The 2008 elections gave the Democratic Party a virtual lock on the legislative agenda, Cannon said.
While both Barack Obama and John McCain ran as agents of change, it was President Obama's campaign that proved successful, leaving the tire industry with the quandary of trying to understand what his election means for it politically.
“The president tapped into an idealistic strain in America, and his appeal cut across political divisions,” Cannon said. The most recent ABC polls measure President Obama's appeal, he said: 66 percent of those polled approve of the job President Obama is doing; 52 percent approve of his handling of defense; and 42 percent believe the country is going in the right direction, up from 15 percent at the end of 2008.
But those same polls show that President Obama's bipartisan appeal is just a myth, Cannon said. When asked if they expected the Democrats to do a better job with the economy than the Republicans, 94 percent of self-identified Democrats said yes, but only 18 percent of Republicans did.
In any case, President Obama is taking the most active presidential role in industry since President Truman ordered an end to the steel strike during the Korean War, Cannon said.
The Obama administration's stimulus package has created some strange bedfellows—uniting the Democratic Party with the U.S. Chamber of Commerce and the National Association of Manufacturers, for example—but no one is really certain what the package will do, according to Cannon.
He quoted the late economist John Kenneth Galbraith: “Economic forecasting was invented to make astrologers look good.”
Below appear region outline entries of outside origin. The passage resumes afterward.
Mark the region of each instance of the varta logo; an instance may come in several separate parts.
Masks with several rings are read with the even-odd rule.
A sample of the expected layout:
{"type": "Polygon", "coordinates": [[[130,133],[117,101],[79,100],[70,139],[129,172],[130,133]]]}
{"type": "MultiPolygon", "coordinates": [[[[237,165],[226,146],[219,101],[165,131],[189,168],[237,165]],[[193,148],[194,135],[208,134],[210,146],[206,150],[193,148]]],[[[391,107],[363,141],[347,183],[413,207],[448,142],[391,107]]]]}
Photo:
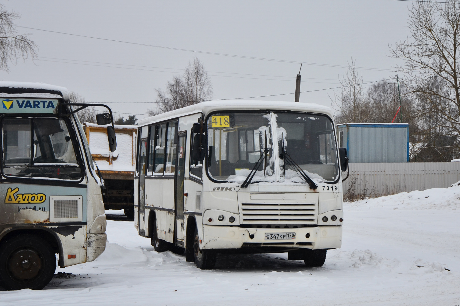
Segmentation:
{"type": "Polygon", "coordinates": [[[46,196],[43,194],[16,194],[19,191],[19,189],[16,187],[14,189],[8,188],[6,191],[6,195],[5,197],[5,203],[10,204],[40,204],[45,202],[46,196]],[[16,196],[15,196],[16,195],[16,196]]]}
{"type": "MultiPolygon", "coordinates": [[[[11,100],[9,100],[11,101],[11,100]]],[[[30,100],[23,100],[22,102],[19,100],[16,100],[16,104],[17,104],[17,107],[19,108],[54,108],[54,104],[53,101],[46,101],[46,100],[44,101],[33,100],[32,102],[30,102],[30,100]],[[33,102],[33,106],[32,106],[32,102],[33,102]]],[[[3,101],[3,107],[5,107],[5,101],[3,101]]]]}
{"type": "Polygon", "coordinates": [[[9,110],[13,107],[13,102],[14,101],[12,100],[6,99],[6,100],[3,100],[2,102],[3,104],[3,108],[9,110]]]}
Meanwhile, major legislative challenges loom for the tire industry, particularly the climate change bill, the draft of which would mandate a 20-percent reduction in carbon emissions by 2020 and a 50-percent reduction by 2050, Cannon said.
But even here is an opportunity for the tire industry to be part of the solution, through an intensive consumer education program on tire care as a way to save fuel and reduce tailpipe emissions, he said.
“This is an opportunity to look for new allies and partners, being careful not to alienate those who have different approaches but share the same larger objective,” he said.
The tire industry has a real opportunity in this administration to get its message across to Congress and the public, but it needs to be united and take a reasonable tone, Cannon said.